The following letter from the Rev. J. Finch, a rural dean, appeared in the _Standard_, August 30th:-"The following facts may not be without some interest to those who have read the letters which have recently appeared in the pages of the _Standard_ respecting Gipsies. During the thirty years I have been rector of this parish, members of the Boswell family have been almost constantly resident here. I buried the head of the family in 1874, who died at the age of 87. He was a regular attendant at the parish church, and failed not to bow his head reverently when he entered within the House of G.o.d. His burial was attended by several sons resident, as Gipsies, in the Midland counties, and a headstone marks the grave where his body rests. I never saw, or heard, any harm of the man.

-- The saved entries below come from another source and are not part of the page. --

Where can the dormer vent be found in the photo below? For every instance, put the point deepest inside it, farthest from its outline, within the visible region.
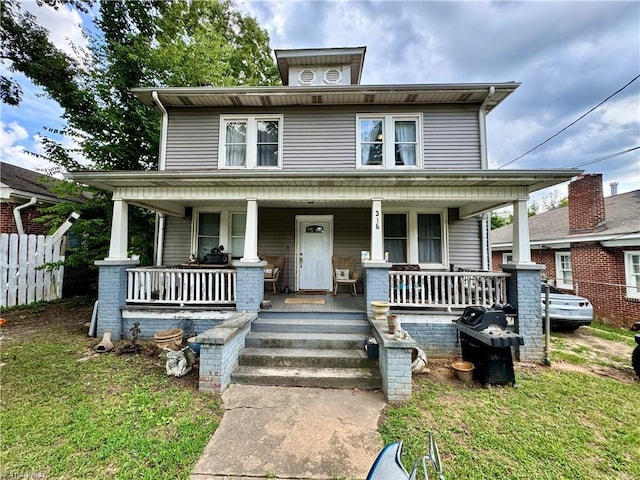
(306, 77)
(332, 76)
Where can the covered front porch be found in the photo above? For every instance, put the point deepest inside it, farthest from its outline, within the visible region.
(353, 206)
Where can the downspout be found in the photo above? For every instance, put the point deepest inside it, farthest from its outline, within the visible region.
(162, 155)
(163, 131)
(18, 218)
(160, 243)
(482, 114)
(484, 164)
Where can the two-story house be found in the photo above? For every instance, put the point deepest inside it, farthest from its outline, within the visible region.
(322, 167)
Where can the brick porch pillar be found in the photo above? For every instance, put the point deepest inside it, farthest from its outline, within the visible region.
(112, 295)
(249, 285)
(523, 293)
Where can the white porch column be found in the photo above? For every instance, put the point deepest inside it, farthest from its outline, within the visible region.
(119, 231)
(251, 232)
(377, 235)
(521, 248)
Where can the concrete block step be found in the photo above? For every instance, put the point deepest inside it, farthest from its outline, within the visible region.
(363, 378)
(307, 325)
(304, 357)
(305, 340)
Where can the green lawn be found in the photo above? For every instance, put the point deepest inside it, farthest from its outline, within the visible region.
(556, 425)
(68, 414)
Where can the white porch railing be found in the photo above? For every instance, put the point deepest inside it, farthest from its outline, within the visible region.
(181, 286)
(447, 289)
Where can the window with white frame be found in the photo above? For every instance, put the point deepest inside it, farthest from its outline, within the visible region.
(207, 233)
(250, 142)
(564, 275)
(429, 238)
(388, 141)
(632, 273)
(238, 226)
(395, 237)
(414, 237)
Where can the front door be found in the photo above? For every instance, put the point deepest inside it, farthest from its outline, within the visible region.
(313, 256)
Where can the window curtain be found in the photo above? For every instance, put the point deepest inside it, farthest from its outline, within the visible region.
(236, 144)
(405, 132)
(395, 237)
(208, 233)
(371, 141)
(429, 238)
(267, 143)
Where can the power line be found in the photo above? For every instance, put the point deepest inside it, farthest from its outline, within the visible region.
(570, 125)
(606, 157)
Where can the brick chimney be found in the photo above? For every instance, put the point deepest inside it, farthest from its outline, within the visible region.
(586, 204)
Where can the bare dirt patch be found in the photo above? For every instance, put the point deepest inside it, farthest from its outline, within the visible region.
(602, 357)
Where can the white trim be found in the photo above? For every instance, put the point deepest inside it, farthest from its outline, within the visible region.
(388, 132)
(560, 282)
(252, 141)
(633, 288)
(412, 234)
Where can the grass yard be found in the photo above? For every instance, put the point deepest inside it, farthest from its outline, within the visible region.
(575, 420)
(69, 413)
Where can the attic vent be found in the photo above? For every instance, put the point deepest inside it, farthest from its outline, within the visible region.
(306, 77)
(332, 76)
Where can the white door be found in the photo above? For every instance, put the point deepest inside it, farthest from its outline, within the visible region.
(313, 256)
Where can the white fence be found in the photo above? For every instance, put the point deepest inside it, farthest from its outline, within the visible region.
(447, 289)
(21, 280)
(181, 286)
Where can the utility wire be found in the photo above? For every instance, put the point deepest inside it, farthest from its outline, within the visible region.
(570, 125)
(606, 157)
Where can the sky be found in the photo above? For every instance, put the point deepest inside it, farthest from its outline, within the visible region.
(568, 56)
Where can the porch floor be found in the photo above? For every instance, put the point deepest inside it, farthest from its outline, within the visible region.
(340, 303)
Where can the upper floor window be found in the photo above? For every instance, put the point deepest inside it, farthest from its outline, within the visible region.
(632, 273)
(564, 274)
(251, 142)
(388, 141)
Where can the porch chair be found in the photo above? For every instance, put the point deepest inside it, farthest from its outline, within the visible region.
(344, 273)
(272, 271)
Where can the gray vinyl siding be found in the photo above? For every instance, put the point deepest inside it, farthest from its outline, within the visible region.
(177, 240)
(192, 139)
(324, 137)
(465, 242)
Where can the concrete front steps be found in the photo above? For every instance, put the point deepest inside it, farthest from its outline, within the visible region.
(318, 350)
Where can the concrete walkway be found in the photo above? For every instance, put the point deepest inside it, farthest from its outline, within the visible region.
(293, 433)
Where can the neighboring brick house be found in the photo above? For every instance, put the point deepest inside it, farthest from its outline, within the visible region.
(18, 187)
(591, 248)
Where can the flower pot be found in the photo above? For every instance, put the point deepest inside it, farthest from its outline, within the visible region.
(380, 309)
(171, 338)
(392, 322)
(463, 371)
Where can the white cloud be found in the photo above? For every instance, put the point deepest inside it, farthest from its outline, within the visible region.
(63, 23)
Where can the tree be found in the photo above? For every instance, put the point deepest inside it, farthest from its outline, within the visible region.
(140, 44)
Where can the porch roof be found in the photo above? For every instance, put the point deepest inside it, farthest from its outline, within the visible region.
(472, 191)
(406, 94)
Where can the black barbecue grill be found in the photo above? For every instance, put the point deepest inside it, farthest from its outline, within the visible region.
(486, 342)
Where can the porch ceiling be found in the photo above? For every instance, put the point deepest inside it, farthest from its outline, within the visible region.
(328, 95)
(472, 192)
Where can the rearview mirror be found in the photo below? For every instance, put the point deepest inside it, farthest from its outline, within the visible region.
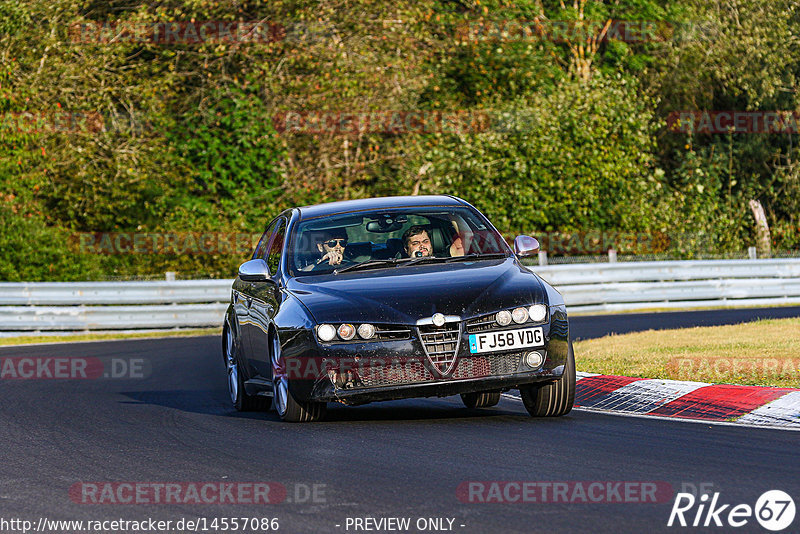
(525, 246)
(254, 271)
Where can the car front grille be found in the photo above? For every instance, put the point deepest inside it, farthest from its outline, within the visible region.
(559, 328)
(441, 344)
(414, 371)
(482, 323)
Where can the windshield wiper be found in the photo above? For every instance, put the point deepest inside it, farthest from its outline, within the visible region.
(368, 265)
(482, 256)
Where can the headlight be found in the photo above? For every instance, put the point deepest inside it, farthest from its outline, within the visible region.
(326, 332)
(533, 359)
(347, 331)
(503, 318)
(537, 312)
(366, 331)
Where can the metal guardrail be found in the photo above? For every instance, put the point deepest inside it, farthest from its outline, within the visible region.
(54, 306)
(675, 284)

He was a quiet and inoffensive man, and worked industriously as a tinman within a short time of his death. If he had rather a sharp eye for a little gift, that is a trait of character by no means confined to Gipsies. One of his daughters was married here to a member of the Boswell tribe, and another, who rejoiced in the name of Britannia, I buried in her father's grave two years ago. After his death she and her mother removed to an adjoining parish, where she was confirmed by Bishop Selwyn in 1876. Regular as was the old man at church, I never could persuade his wife to come. In 1859 I baptized, privately, an infant of the same tribe, whose parents were travelling through the parish, and whose mother was named Elvira. Great was the admiration of my domestics at the sight of the beautiful lace which ornamented the robe in which the child was brought to my house. Clearly there are Gipsies, and those of a well-known tribe, glad to receive the ministrations of the Church."